Writing about one's experience of dealing with cancer may help change the cancer patient's outlook, improving his or her quality of life.
Expressive writing refers to writing about one's deepest thoughts and feelings about life's experiences. Studies have shown that this practice can benefit people with health conditions such as asthma, arthritis, and pelvic pain. The benefits, in some studies, have included physical ones, like reduced pain and improved immune function. However, past studies of expressive writing for cancer patients have been done in controlled, lab settings.
To better understand how expressive writing benefits cancer patients, researchers in America brought their writing programme into a busy cancer clinic, and asked patients on the spot, as they sat in the waiting room, if they would participate in a 20-minute writing session. Of 98 patients, 71 agreed. The writing exercise prompted patients to write either about the issues in life that were most important to them or, more specifically, how having cancer had changed them. In a survey taken immediately afterward, half of the patients said that the writing experience had changed the way they thought about their disease. Three weeks later, 54 per cent people felt that way. Moreover, patients who reported such changes tended to score higher on a standard measure of quality of life than they did before the writing exercise.

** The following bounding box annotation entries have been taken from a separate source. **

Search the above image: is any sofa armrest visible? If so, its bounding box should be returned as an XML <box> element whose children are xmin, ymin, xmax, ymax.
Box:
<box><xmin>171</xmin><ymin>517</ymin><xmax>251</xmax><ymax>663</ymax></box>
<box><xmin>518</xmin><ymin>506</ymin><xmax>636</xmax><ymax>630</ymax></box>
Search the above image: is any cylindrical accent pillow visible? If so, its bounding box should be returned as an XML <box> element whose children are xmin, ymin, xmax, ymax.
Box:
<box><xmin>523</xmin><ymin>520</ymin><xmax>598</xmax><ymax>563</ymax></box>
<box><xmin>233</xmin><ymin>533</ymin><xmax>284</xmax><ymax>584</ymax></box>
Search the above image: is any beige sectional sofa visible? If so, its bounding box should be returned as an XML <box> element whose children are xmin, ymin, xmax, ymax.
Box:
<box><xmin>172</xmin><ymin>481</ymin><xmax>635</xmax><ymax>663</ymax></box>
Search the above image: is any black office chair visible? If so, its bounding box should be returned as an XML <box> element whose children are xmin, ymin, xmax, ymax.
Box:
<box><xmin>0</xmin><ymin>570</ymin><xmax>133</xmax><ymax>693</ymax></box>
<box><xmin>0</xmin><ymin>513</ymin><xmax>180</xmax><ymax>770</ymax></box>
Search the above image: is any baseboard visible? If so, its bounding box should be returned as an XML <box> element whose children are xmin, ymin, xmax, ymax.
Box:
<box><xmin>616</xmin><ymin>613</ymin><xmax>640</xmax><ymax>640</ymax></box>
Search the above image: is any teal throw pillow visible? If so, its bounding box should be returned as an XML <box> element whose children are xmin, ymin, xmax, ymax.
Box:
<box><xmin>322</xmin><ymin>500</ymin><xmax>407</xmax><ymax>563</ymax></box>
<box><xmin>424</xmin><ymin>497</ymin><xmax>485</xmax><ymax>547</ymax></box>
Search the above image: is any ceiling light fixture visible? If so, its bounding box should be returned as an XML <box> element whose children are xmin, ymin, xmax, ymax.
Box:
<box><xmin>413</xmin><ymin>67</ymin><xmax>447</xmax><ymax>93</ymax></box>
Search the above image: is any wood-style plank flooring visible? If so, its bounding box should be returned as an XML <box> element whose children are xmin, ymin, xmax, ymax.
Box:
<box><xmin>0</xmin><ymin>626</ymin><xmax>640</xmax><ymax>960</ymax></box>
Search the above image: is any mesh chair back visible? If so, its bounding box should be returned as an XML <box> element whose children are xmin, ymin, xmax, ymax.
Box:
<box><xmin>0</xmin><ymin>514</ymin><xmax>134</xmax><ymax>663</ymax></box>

The positive change in attitude of patients suffering from chronic health conditions could be because they are allowed to process their thoughts and emotions through writing, which produces both psychological and physiological changes. However, there are likely a number of reasons why expressive writing has benefits.
The findings indicate that a single, brief writing exercise can change a cancer patient's outlook, improving his or her quality of life. Thus, expressive writing offers a simple, effective, and low-cost tool to help cancer patients cope, and should be practiced more often.